Elsevier

Plant Science

Volume 165, Issue 1, July 2003, Pages 33-41
Plant Science

Expression and deletion analysis of an Arabidopsis SUPERMAN-like zinc finger gene

https://doi.org/10.1016/S0168-9452(03)00123-7Get rights and content

Abstract

Zinc finger proteins play an important role in growth and development in animal systems, and undoubtedly the same important role is also true for plants. In the present study we have analyzed the expression of a single zinc finger SUPERMAN-like gene, designated AtZFP11 in Arabidopsis and its ectopic expression in tobacco. The AtZFP11 gene was found to be expressed in flowers, axillary meristems, roots and stems of Arabidopsis by RT-PCR, although it was below detection level using conventional RNA blots. No expression was observed in leaves. No Arabidopsis plant over-expressing the AtZFP11 gene was recovered. Ectopic expression of the AtZFP11 gene in tobacco resulted in abnormal tobacco plants that were dwarfed, had abnormal leaf morphology, flowered early and most of the plants were sterile. A GFP fusion protein with N-terminal portions of the protein showed that the amino acids adjacent to the zinc finger domain determine the nuclear localization of the AtZFP11 protein.
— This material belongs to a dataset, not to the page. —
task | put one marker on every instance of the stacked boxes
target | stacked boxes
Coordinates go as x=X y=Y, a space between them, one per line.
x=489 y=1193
Deletion of the leucine rich region similar to other ERF transcriptional repression domains at the carboxyl terminus resulted in transgenic plants that were no different from wild-type.

Introduction

In animal systems, the zinc finger protein gene family is the largest group of transcription factors, and its members play a wide and important role in growth and development. Similarly, plants also contain a large array of zinc finger proteins, with many being unique to plants (for reviews see [1], [2]). The canonical C2H2 zinc finger motif is one of the best characterized due to numerous studies of the TFIIIA protein from Xenopus laevis and ZIF268 protein from mice [3], [4]. Crystal structures of these proteins bound with DNA have resulted in a clear understanding of the role of the zinc fingers in DNA binding [4], [5] and has resulted in the “designing” of zinc finger genes that bind to specific DNA sequences [6]. Animal zinc finger proteins generally contain multiple fingers separated by short spacers, generally 6–8 amino acids, where the coordination of fingers with the DNA appears to be an essential feature of these zinc finger proteins [7], [8]. Plant C2H2 zinc finger proteins, on the other hand, contain only one to four zinc fingers and have long and variable spacer regions of 19–65 amino acids [2], [9]. In contrast to the positioning and DNA binding of animal C2H2 zinc finger proteins, the DNA–protein interaction of plant zinc finger proteins are only beginning to be characterized [10], [11].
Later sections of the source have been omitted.